24août_Toulouse rue de la BourseQuelques heures « en ville », avec Viera, avant son retour à Kiev. C’est vrai qu’elle commence à bien connaître Toulouse, et je me demandais ce que j’allais pouvoir lui faire découvrir ! Mais j’ai trouvé. D’abord un tour à la librairie « Ombres Blanches », avec ses coins et ses recoins, jusqu’à son annexe dans la petite rue Mirepoix. Ouf ! pour le moment, il semble que cette belle librairie ne soit pas en voie de disparition. Puis nous voilà parties dans les petites rues du vieux Toulouse, en évitant soigneusement la rue St Rome 😉 (ce qui n’est pas évident). Je découvre (il est vrai que je ne suis pas allée baguenauder dans Toulouse depuis longtemps) quelques boutiques amusantes au passage, et quelques grafs !

Côté architecture, le quartier offre de beaux choix… l’hôtel Delfau (la boutique du Pastel), l’hôtel d’Assézat, quelques beaux immeubles anciens rénovés,

la maison de l’Occitanie dans la rue Malcousinat et la superbe fenêtre gothique de la cour,

les maisons et l’église de la Dalbade dans la rue du même nom…

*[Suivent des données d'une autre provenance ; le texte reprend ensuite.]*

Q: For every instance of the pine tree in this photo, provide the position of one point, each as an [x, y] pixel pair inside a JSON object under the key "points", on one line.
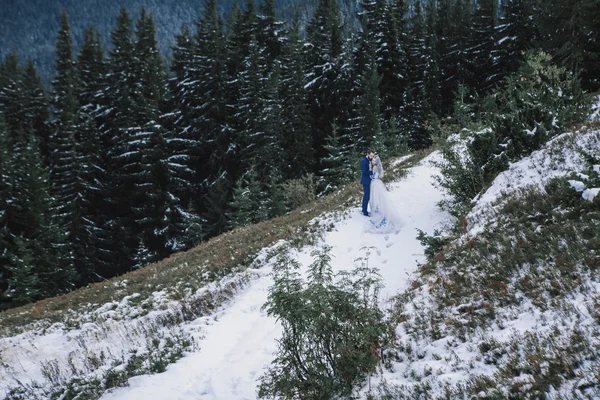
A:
{"points": [[64, 158], [569, 31], [482, 47], [455, 69], [270, 32], [120, 121], [183, 143], [249, 204], [370, 126], [93, 239], [295, 122], [31, 108], [5, 189], [336, 166], [217, 199], [431, 57], [515, 34], [444, 43], [37, 265], [10, 104], [151, 69], [393, 59], [324, 33]]}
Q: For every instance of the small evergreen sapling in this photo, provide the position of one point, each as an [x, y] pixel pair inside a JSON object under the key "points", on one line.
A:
{"points": [[332, 329]]}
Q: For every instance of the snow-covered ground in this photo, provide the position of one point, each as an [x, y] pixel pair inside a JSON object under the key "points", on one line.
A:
{"points": [[561, 156], [240, 340], [235, 344]]}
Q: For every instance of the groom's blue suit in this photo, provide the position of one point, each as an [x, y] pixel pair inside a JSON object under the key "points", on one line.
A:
{"points": [[365, 180]]}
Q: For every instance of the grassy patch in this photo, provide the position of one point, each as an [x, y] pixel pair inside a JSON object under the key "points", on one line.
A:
{"points": [[184, 273], [537, 261]]}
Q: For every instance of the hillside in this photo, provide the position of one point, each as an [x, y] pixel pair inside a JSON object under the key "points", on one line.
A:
{"points": [[503, 305], [143, 333]]}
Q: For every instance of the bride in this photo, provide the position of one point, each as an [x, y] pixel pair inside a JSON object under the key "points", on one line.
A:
{"points": [[384, 216]]}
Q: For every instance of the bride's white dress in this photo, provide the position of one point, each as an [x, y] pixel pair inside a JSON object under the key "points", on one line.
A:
{"points": [[384, 216]]}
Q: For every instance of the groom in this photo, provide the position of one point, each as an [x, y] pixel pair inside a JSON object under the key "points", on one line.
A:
{"points": [[365, 180]]}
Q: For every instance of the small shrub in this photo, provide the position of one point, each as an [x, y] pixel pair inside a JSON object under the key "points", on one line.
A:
{"points": [[332, 329]]}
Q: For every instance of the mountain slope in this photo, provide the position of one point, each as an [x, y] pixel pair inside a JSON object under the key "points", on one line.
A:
{"points": [[227, 348], [239, 340]]}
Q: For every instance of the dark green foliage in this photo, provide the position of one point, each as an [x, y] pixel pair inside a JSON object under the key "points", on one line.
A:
{"points": [[298, 151], [432, 244], [540, 102], [136, 157], [333, 329], [482, 47], [338, 166], [36, 264], [460, 177], [569, 31], [249, 203]]}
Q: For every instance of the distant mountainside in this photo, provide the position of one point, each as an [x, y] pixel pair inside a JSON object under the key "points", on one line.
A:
{"points": [[30, 26]]}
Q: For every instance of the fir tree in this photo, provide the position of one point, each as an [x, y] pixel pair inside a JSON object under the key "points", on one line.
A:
{"points": [[32, 111], [119, 123], [270, 32], [324, 33], [10, 104], [249, 204], [482, 47], [337, 169], [515, 34], [295, 122], [370, 126], [455, 69], [65, 161], [93, 239], [37, 265], [393, 59]]}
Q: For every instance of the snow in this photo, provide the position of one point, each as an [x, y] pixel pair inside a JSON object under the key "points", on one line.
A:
{"points": [[561, 156], [235, 343], [239, 341], [596, 109]]}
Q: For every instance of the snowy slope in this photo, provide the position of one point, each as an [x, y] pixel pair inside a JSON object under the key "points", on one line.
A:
{"points": [[238, 342], [559, 157]]}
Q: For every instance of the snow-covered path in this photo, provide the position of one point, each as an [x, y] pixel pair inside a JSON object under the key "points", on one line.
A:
{"points": [[239, 341]]}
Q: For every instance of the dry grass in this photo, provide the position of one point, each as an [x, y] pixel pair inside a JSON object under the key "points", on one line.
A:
{"points": [[183, 273]]}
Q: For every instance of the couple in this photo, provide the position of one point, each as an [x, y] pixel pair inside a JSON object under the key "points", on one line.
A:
{"points": [[383, 217]]}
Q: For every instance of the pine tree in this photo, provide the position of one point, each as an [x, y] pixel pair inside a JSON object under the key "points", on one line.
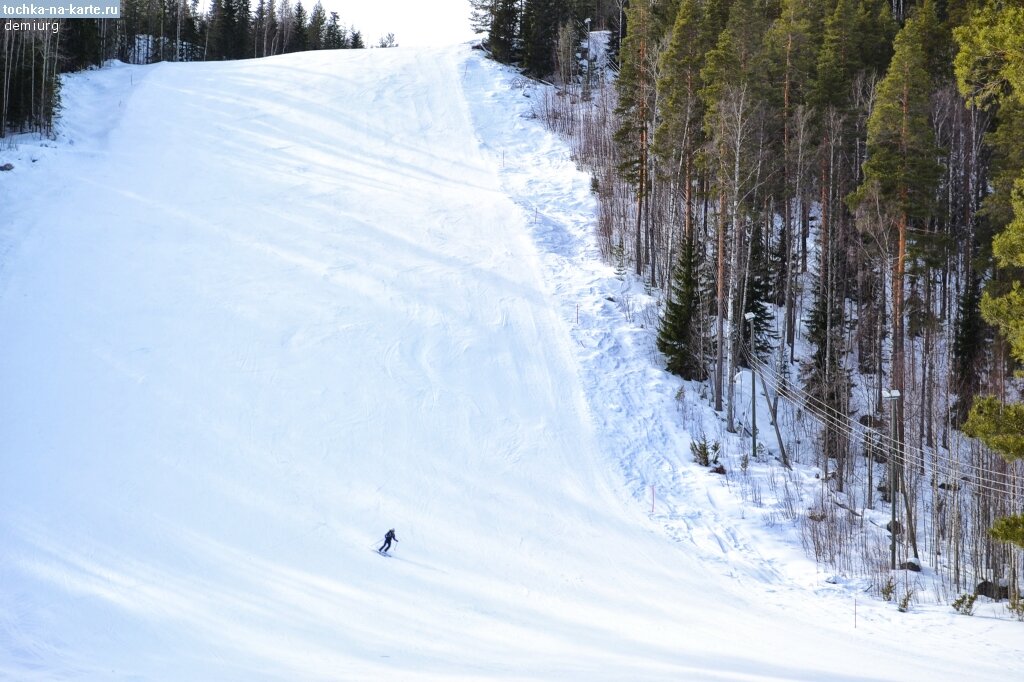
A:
{"points": [[317, 27], [679, 133], [300, 30], [334, 34], [902, 168], [481, 14]]}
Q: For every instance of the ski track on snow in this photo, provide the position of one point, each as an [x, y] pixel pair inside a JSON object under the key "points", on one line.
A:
{"points": [[273, 307]]}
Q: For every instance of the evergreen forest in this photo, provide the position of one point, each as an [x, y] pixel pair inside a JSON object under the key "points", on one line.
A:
{"points": [[148, 31], [827, 195]]}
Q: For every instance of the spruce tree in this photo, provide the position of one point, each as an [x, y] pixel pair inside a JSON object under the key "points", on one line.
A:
{"points": [[502, 35], [679, 337]]}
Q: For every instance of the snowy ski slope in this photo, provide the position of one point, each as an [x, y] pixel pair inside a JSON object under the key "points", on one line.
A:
{"points": [[254, 313]]}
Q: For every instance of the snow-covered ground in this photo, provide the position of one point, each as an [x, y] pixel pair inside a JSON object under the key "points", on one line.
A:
{"points": [[254, 313]]}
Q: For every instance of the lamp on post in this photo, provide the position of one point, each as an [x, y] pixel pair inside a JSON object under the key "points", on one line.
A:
{"points": [[892, 396], [749, 316]]}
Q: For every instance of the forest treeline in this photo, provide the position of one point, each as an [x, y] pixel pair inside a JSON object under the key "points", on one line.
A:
{"points": [[848, 175], [147, 31]]}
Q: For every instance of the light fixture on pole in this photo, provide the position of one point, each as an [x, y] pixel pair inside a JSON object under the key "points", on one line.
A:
{"points": [[749, 316], [891, 396]]}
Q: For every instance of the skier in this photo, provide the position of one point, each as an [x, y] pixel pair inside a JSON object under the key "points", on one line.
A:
{"points": [[388, 537]]}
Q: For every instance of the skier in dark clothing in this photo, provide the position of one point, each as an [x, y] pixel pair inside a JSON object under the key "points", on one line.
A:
{"points": [[388, 537]]}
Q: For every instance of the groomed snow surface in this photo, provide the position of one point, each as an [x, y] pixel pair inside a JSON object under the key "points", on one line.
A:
{"points": [[254, 313]]}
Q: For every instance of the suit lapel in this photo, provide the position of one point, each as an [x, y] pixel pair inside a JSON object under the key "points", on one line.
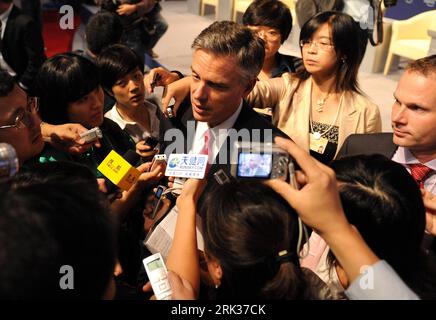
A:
{"points": [[348, 118]]}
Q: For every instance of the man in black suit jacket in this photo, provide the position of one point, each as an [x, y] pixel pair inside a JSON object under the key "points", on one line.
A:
{"points": [[22, 45], [413, 140], [226, 61]]}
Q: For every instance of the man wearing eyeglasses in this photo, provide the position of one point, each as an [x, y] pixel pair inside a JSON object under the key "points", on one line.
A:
{"points": [[20, 125]]}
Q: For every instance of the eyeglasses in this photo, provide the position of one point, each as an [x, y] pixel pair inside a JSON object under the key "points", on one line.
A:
{"points": [[266, 33], [323, 44], [24, 117]]}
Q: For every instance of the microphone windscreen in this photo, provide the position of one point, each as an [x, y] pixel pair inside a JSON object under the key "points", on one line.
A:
{"points": [[8, 160], [131, 157]]}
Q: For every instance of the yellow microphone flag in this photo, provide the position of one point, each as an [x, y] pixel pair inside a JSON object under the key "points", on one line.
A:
{"points": [[119, 171]]}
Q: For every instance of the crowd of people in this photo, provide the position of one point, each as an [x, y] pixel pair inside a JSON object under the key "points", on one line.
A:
{"points": [[363, 200]]}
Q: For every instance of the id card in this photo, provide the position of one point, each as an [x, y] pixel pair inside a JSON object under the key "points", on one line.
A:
{"points": [[317, 145], [187, 165]]}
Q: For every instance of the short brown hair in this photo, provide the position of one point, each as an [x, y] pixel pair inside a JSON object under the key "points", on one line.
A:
{"points": [[226, 38], [425, 66]]}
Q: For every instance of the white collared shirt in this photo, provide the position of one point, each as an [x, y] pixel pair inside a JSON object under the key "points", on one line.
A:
{"points": [[4, 19], [217, 135], [134, 129], [405, 157]]}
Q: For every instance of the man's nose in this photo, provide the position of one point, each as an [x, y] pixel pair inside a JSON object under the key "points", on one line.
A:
{"points": [[200, 91]]}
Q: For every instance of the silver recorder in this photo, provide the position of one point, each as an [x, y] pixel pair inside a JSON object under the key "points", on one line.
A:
{"points": [[255, 160], [91, 135]]}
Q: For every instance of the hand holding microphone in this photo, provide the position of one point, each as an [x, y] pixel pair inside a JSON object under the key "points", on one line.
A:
{"points": [[8, 161]]}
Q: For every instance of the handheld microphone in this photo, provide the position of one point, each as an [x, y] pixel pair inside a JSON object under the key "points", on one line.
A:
{"points": [[120, 170], [8, 161]]}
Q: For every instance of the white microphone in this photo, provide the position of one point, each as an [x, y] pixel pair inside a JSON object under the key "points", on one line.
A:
{"points": [[8, 161]]}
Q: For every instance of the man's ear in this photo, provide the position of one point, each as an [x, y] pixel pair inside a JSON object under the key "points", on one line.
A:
{"points": [[249, 86]]}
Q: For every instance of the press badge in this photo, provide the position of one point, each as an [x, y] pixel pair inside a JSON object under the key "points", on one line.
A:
{"points": [[318, 145], [186, 165]]}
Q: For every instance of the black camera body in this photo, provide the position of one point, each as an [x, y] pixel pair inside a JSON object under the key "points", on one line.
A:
{"points": [[255, 160]]}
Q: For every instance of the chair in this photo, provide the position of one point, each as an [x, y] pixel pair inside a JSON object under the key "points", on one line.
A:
{"points": [[242, 5], [213, 3], [410, 38]]}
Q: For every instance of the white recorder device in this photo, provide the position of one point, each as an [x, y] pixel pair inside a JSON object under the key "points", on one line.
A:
{"points": [[91, 135], [157, 274]]}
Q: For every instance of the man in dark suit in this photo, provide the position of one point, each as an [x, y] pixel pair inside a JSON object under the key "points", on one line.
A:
{"points": [[22, 46], [226, 61], [413, 141]]}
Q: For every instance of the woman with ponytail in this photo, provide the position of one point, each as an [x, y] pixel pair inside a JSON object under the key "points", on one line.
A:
{"points": [[250, 244]]}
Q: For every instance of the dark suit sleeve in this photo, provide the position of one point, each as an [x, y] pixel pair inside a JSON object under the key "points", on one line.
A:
{"points": [[34, 48]]}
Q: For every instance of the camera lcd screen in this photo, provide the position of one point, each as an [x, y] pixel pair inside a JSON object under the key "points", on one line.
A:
{"points": [[254, 165]]}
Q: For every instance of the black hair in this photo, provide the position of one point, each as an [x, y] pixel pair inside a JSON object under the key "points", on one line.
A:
{"points": [[270, 13], [102, 30], [63, 79], [347, 42], [381, 199], [45, 226], [7, 83], [116, 62], [245, 226]]}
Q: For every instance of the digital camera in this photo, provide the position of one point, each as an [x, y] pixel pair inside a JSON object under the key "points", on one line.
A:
{"points": [[254, 160]]}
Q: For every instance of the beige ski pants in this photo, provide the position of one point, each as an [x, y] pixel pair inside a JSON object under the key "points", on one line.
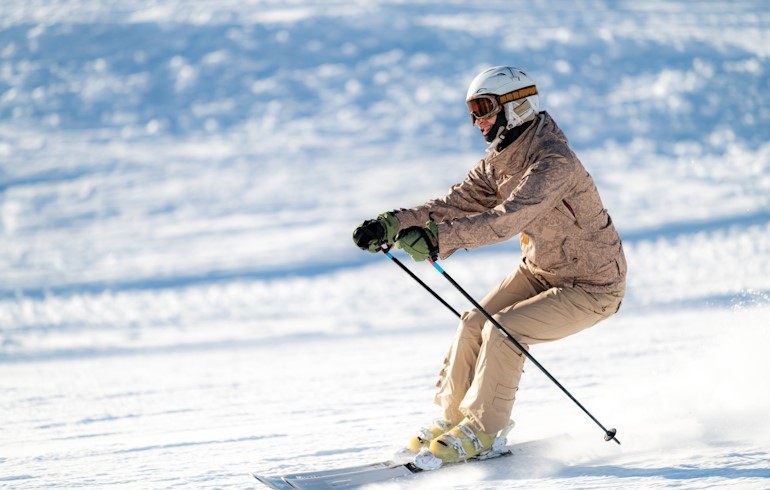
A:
{"points": [[482, 370]]}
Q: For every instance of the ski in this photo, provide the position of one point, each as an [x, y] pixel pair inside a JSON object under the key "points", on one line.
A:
{"points": [[360, 475]]}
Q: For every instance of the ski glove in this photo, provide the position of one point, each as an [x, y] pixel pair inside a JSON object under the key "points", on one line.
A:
{"points": [[373, 233], [419, 242]]}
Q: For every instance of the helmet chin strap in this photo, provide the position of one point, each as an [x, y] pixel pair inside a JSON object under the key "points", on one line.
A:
{"points": [[513, 121]]}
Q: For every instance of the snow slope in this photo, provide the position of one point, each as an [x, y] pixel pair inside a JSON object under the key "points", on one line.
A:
{"points": [[180, 300]]}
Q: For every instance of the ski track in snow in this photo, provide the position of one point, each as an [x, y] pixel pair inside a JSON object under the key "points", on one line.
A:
{"points": [[180, 302]]}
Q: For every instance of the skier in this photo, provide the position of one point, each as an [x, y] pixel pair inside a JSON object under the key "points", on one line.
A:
{"points": [[572, 272]]}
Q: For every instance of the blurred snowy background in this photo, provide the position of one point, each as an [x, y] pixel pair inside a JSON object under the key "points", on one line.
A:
{"points": [[180, 299]]}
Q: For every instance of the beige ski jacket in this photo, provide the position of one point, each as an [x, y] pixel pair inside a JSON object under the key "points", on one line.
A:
{"points": [[536, 187]]}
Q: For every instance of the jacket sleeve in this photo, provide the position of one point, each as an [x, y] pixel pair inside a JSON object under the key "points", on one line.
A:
{"points": [[474, 195], [540, 188]]}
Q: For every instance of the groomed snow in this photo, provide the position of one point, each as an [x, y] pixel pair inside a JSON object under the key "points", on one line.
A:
{"points": [[181, 302]]}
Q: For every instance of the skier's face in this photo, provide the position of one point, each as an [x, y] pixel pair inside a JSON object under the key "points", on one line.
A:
{"points": [[485, 124]]}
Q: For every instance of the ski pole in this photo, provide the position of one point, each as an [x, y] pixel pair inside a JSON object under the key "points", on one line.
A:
{"points": [[386, 251], [609, 434]]}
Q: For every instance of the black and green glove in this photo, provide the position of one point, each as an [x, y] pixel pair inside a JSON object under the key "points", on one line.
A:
{"points": [[373, 233], [419, 242]]}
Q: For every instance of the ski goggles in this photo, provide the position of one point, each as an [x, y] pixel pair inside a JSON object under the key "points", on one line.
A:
{"points": [[485, 106]]}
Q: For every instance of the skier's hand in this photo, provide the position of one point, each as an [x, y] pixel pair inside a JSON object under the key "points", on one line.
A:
{"points": [[373, 233], [419, 242]]}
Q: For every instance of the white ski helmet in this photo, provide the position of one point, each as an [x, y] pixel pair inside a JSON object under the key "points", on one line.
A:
{"points": [[503, 87]]}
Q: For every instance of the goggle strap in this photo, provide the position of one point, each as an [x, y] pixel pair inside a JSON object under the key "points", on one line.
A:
{"points": [[518, 94]]}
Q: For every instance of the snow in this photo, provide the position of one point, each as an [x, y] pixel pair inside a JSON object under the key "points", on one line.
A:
{"points": [[181, 302]]}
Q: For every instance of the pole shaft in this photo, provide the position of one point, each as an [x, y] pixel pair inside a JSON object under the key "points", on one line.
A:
{"points": [[609, 434], [427, 288]]}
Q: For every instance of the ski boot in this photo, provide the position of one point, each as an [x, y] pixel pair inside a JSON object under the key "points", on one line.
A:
{"points": [[463, 442], [425, 435]]}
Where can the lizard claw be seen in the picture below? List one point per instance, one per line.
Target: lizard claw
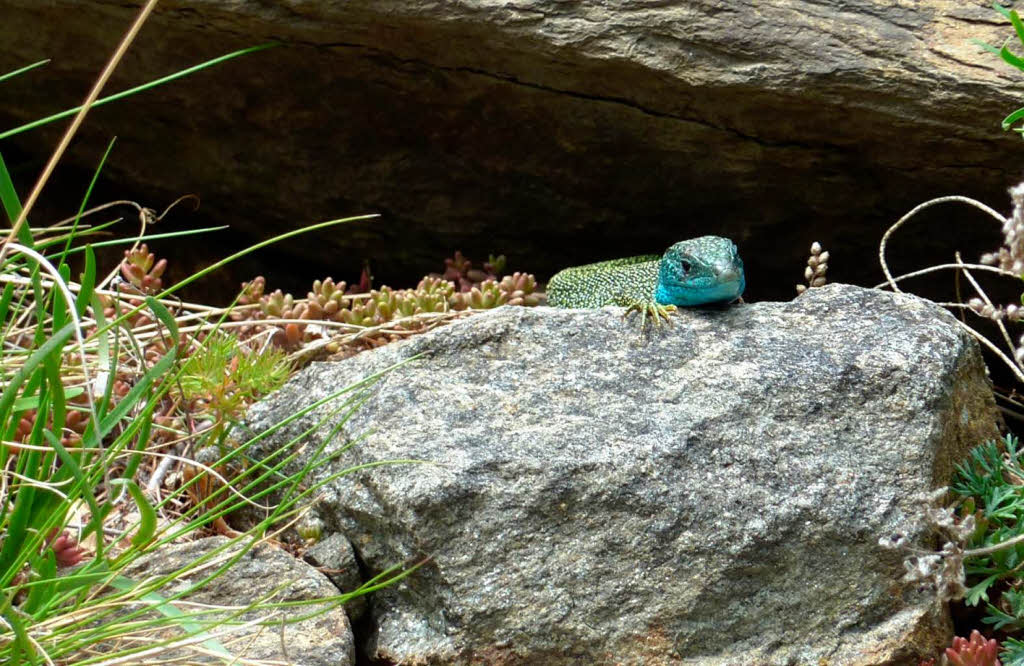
(656, 311)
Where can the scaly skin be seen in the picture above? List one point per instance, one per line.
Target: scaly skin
(706, 269)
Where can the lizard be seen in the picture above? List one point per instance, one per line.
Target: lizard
(706, 269)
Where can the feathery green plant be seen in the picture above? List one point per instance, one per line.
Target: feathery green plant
(991, 485)
(1010, 57)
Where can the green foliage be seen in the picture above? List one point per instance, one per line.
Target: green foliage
(1010, 57)
(224, 375)
(991, 484)
(87, 377)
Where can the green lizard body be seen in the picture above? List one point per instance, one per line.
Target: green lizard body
(706, 269)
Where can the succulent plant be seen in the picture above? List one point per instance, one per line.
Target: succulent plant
(460, 271)
(974, 652)
(66, 548)
(142, 271)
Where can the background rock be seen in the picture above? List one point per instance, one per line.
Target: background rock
(715, 492)
(556, 132)
(323, 640)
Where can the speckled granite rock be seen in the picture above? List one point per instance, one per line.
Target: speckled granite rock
(711, 495)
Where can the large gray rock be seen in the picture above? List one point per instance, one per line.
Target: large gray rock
(554, 131)
(711, 494)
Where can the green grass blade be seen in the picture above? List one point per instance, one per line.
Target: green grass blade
(11, 204)
(140, 88)
(147, 516)
(85, 200)
(87, 282)
(1010, 57)
(1009, 121)
(133, 397)
(165, 317)
(27, 68)
(133, 239)
(163, 607)
(1015, 18)
(48, 348)
(72, 468)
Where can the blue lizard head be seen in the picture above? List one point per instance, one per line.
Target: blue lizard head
(706, 269)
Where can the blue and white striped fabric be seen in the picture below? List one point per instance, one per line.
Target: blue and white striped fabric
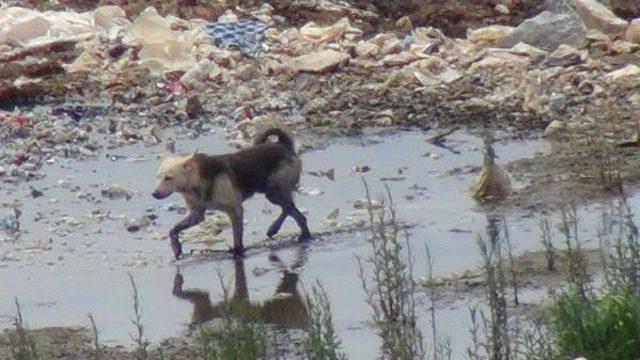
(246, 35)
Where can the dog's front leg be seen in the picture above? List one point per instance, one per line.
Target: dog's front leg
(194, 218)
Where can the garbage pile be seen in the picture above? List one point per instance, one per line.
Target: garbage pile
(249, 68)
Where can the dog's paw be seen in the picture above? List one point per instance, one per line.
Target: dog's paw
(304, 237)
(237, 252)
(176, 247)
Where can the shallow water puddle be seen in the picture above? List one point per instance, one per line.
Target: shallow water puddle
(79, 252)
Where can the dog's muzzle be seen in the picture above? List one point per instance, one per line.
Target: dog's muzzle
(161, 194)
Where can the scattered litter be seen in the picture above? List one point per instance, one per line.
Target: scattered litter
(245, 35)
(117, 192)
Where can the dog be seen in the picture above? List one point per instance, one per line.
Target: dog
(223, 182)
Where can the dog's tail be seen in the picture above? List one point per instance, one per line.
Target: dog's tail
(284, 139)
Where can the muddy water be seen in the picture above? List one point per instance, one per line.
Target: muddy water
(74, 254)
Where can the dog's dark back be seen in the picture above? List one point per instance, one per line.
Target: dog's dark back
(250, 168)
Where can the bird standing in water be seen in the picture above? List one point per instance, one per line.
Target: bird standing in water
(492, 183)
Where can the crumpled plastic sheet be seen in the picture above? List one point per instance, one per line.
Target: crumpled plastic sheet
(245, 35)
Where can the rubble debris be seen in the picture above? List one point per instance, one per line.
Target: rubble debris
(245, 35)
(117, 192)
(490, 35)
(28, 28)
(565, 55)
(137, 224)
(549, 30)
(633, 31)
(317, 62)
(597, 16)
(627, 71)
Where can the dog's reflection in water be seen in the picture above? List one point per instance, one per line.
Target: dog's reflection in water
(284, 309)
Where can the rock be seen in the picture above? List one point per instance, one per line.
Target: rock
(557, 102)
(549, 30)
(565, 55)
(366, 49)
(554, 127)
(133, 225)
(391, 46)
(502, 9)
(404, 24)
(531, 51)
(193, 108)
(317, 62)
(633, 31)
(116, 192)
(365, 204)
(597, 16)
(489, 35)
(627, 71)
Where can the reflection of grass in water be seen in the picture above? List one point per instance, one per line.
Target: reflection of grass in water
(390, 287)
(605, 327)
(138, 335)
(321, 343)
(23, 347)
(240, 336)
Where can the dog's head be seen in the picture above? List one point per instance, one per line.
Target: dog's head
(175, 174)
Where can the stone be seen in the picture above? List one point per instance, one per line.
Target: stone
(404, 24)
(502, 9)
(627, 71)
(193, 107)
(489, 35)
(554, 127)
(565, 55)
(633, 31)
(597, 16)
(317, 62)
(549, 30)
(115, 192)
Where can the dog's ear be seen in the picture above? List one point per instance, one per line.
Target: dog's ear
(191, 160)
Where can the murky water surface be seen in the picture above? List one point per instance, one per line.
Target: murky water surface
(74, 255)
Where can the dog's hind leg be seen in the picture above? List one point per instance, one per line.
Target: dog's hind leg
(277, 224)
(301, 220)
(288, 209)
(194, 218)
(236, 215)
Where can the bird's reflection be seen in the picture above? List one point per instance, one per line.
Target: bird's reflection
(285, 308)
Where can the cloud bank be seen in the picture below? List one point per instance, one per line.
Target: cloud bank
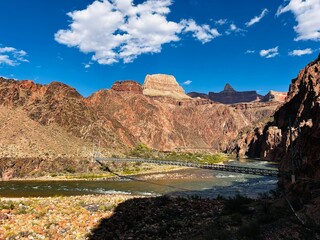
(257, 19)
(307, 15)
(301, 52)
(269, 53)
(12, 56)
(115, 30)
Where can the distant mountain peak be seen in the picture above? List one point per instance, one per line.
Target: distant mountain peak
(228, 88)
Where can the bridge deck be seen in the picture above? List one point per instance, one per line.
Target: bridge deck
(217, 167)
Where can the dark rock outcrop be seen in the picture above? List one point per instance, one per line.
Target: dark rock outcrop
(198, 95)
(231, 96)
(302, 112)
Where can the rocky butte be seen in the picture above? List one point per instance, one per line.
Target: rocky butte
(127, 86)
(231, 96)
(162, 85)
(50, 122)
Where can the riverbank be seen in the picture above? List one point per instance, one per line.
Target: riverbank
(55, 217)
(134, 217)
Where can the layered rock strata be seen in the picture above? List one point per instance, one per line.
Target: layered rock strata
(302, 112)
(164, 86)
(127, 86)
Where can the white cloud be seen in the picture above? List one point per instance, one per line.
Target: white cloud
(250, 52)
(257, 19)
(119, 30)
(221, 22)
(188, 82)
(300, 52)
(203, 33)
(269, 53)
(307, 14)
(234, 29)
(12, 56)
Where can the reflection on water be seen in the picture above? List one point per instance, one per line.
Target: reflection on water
(205, 183)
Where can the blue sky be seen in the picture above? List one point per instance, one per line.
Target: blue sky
(253, 45)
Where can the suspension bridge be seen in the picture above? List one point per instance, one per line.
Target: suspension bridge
(215, 167)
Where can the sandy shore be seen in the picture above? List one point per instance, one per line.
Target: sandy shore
(55, 217)
(153, 172)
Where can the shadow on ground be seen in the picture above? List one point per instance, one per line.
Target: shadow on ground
(195, 218)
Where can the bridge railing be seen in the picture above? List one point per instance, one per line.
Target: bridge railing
(217, 167)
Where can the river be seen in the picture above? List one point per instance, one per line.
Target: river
(188, 182)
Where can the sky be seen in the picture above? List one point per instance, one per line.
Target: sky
(253, 45)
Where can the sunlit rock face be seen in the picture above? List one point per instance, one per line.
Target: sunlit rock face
(162, 85)
(127, 86)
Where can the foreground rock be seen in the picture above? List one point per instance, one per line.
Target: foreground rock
(55, 218)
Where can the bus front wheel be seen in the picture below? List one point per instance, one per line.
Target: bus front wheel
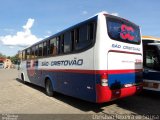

La chaleur et l’heure nous ont obligées à revenir vers le centre (dommage pour les quelques beaux Hôtels de cette rue) en essayant de gommer le triste parking du marché des Carmes. Maison Empire place de la Trinité, puis halte rafraîchissement sur la jolie place Salengro (qui nous a permis d’entendre bien malgré nous les déboires sentimentaux de deux demoiselles assises à la table à côté…)

 

( Je ne sais si Viera a eu le temps ou le courage de repartir montrer les hôtels de la rue de la Dalbade à ses élèves, le lendemain, car la canicule ne favorise pas la curiosité…). 24août_Toulouse place Wilson

Mais voilà, il était temps de rentrer, une dernière photo avant le retour, place Wilson : j’avais complètement oublié de vérifier les réglages de l’appareil… la faute à la chaleur ! Goudoulin ne m’en voudra pas trop, j’espère…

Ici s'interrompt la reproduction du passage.